Science advisers at the RKI say that the various federal agencies responsible for disease control and food safety worked together smoothly to assess the risks and communicate them to the public. But the coordination between them and agencies that reported to state governments was not nearly as efficient. As cases emerged throughout Germany, the chain of orderly communication cracked. The worst blunder came on 26 May, when Hamburg health senator Cornelia Prüfer-Storcks announced that the Hamburg Institute for Hygiene and Environment had discovered enterohaemorrhagic E. coli (a pathogenic class of E. coli) on Spanish cucumbers. But she had not consulted the RKI before making that statement. And tests a few days later revealed that the bacteria on the suspect cucumbers did not belong to the same strain found in patients.

The ongoing uncertainty about the source of the bacteria led to trade restrictions and large economic losses, particularly in Spain, where farmers found themselves unable to export cucumbers and other suspect produce. The European Commission eventually issued a €227-million (US$302-million) payout to farmers from several countries.

Burger says that the Hamburg statement “damaged confidence in public announcements”. The problem was compounded by the public's increasing hunger for information while epidemiological investigations were failing to turn up more-specific leads. “I was facing the media every day, but sometimes we had nothing new to say,” he says.

Looking back, health officials say that some technological improvements could help. For instance, Burger says that using genetic sequencing rather than the current culture-based diagnostic techniques might have helped physicians to recognize the outbreak more quickly.

The response was also hampered by a complicated reporting chain: when physicians confirm a case of a disease, they report it to local health authorities, who forward it to the RKI. Before the outbreak, that process could take up to 16 days. A change to the law last year means that reports must now reach the RKI within 5 days. But the notifications can still trickle in by phone, fax or e-mail. The federal health ministry is therefore developing an electronic system to provide faster and simultaneous notification for local and federal authorities.

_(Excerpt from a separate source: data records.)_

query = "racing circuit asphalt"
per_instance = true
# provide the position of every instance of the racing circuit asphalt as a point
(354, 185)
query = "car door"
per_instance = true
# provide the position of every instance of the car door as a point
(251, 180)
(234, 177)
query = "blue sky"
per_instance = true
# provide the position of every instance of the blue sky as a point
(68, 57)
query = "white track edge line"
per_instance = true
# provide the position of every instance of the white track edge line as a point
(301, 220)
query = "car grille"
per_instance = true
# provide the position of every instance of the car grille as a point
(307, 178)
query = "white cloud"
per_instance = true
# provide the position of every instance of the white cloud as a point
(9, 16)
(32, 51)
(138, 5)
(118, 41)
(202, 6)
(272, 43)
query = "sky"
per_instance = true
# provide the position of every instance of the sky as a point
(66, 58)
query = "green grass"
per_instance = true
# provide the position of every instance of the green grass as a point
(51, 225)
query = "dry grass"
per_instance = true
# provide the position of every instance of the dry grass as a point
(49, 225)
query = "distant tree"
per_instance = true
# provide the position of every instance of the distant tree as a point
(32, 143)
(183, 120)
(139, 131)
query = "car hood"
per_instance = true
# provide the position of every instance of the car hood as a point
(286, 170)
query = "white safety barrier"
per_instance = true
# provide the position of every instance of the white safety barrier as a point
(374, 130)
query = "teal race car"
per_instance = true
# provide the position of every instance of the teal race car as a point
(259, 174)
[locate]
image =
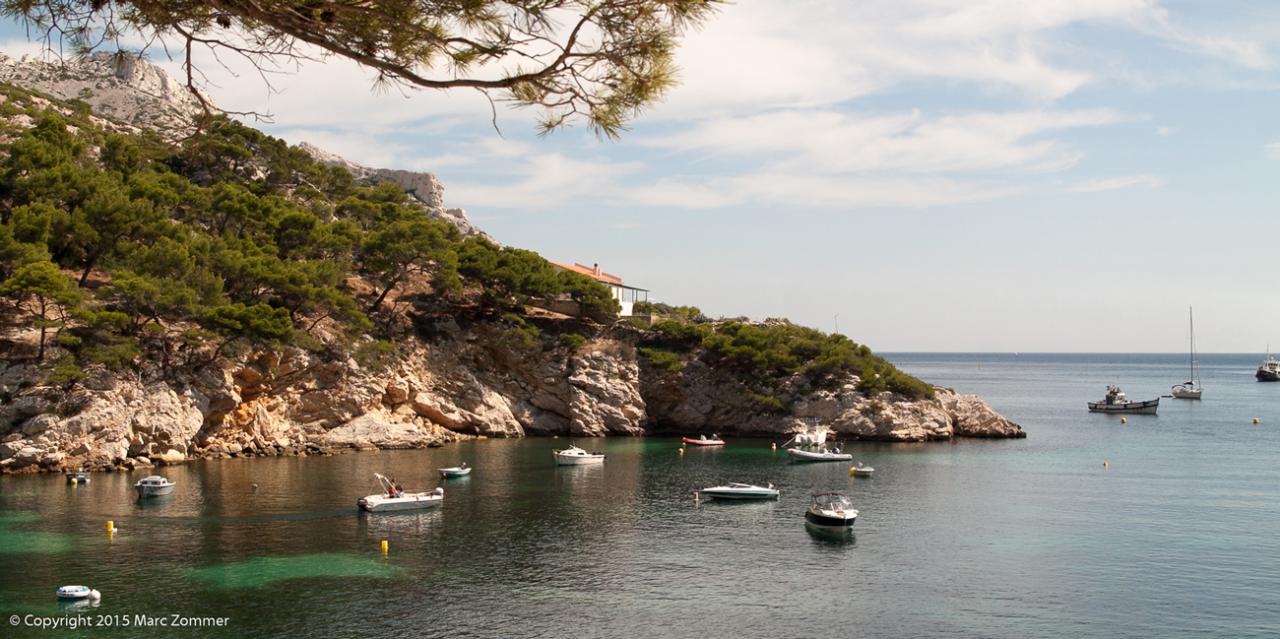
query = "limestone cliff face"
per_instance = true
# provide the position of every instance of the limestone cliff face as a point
(117, 86)
(465, 384)
(424, 187)
(700, 398)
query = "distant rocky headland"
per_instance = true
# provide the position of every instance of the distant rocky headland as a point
(176, 291)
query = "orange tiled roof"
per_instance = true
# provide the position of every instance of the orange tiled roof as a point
(594, 273)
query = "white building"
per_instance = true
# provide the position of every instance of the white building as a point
(625, 295)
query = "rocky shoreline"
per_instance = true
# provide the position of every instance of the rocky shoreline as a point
(465, 384)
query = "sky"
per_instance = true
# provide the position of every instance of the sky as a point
(927, 174)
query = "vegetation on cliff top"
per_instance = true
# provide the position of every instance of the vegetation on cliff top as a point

Such a system would not bypass the problem that the RKI can act only at the request of state agencies — a rule that some feel should be changed. “When there is the impression than an outbreak is affecting more than one state, the RKI should have the right to start investigations on its own,” says Ulrich Frei, medical director of the Charité hospital in Berlin, which handled several cases. “Health is one of only a couple of topics in which the German states still have much authority, and they're not very willing to transfer this to the federal level,” he says.

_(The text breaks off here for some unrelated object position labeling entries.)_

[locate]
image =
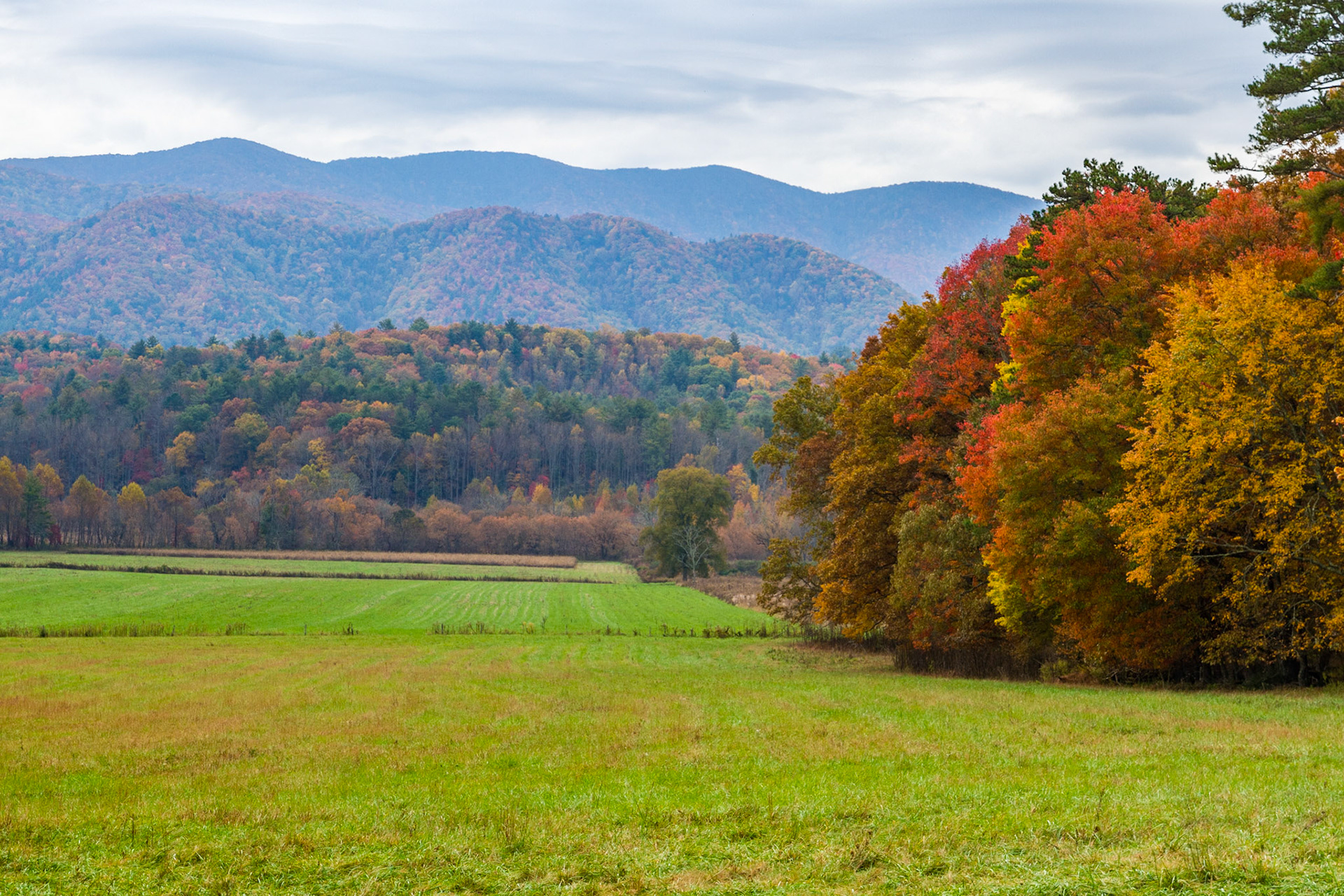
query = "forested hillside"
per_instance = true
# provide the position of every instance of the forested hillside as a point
(1110, 445)
(187, 267)
(468, 437)
(907, 232)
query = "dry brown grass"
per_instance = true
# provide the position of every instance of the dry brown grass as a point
(738, 590)
(362, 556)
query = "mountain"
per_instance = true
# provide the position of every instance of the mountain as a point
(907, 232)
(186, 267)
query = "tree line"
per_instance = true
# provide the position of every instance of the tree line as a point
(470, 437)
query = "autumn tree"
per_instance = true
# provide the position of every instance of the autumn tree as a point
(870, 479)
(802, 447)
(1237, 501)
(86, 508)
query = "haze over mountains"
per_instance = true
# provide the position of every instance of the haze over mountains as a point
(94, 244)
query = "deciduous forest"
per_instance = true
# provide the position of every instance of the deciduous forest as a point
(470, 437)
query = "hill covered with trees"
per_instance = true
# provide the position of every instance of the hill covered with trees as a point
(188, 267)
(470, 437)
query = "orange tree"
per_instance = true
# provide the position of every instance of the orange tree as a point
(1236, 500)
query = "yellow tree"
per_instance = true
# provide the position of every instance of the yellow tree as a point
(86, 508)
(1234, 500)
(872, 480)
(134, 514)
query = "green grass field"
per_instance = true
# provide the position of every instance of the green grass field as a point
(52, 598)
(593, 764)
(613, 573)
(569, 762)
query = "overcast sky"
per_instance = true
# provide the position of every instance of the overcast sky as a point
(828, 94)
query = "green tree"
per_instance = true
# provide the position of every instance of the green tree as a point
(691, 504)
(1078, 188)
(1301, 102)
(35, 517)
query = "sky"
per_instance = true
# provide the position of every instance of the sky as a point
(828, 94)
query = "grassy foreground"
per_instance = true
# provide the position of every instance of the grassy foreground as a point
(456, 764)
(31, 598)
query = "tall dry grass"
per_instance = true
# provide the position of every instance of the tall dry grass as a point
(363, 556)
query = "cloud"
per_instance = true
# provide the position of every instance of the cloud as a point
(831, 94)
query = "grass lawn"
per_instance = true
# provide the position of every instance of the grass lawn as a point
(615, 573)
(605, 764)
(70, 598)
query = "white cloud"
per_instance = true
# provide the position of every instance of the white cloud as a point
(830, 94)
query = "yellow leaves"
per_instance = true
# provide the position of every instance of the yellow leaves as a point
(1237, 480)
(182, 451)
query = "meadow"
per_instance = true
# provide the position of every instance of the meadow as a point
(260, 564)
(604, 764)
(564, 761)
(33, 598)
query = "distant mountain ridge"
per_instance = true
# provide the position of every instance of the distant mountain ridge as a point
(187, 267)
(907, 232)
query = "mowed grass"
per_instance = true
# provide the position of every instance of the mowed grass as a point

As with natural disasters and human-caused crises, the outbreak points out the benefits of high-level coordination during emergencies. Peter Gluckman, New Zealand's chief science adviser, grappled with this issue when an earthquake levelled much of Christchurch in 2011. In the aftermath, competing scientific experts debated future risks in the media in a way that spurred confusion among government officials and the public, says Gluckman. His office spent weeks trying to get scientists to provide clear information about existing threats and uncertainties. A crisis demands scientific coordination, he says. “Often it is made worse by inconsistent communication”.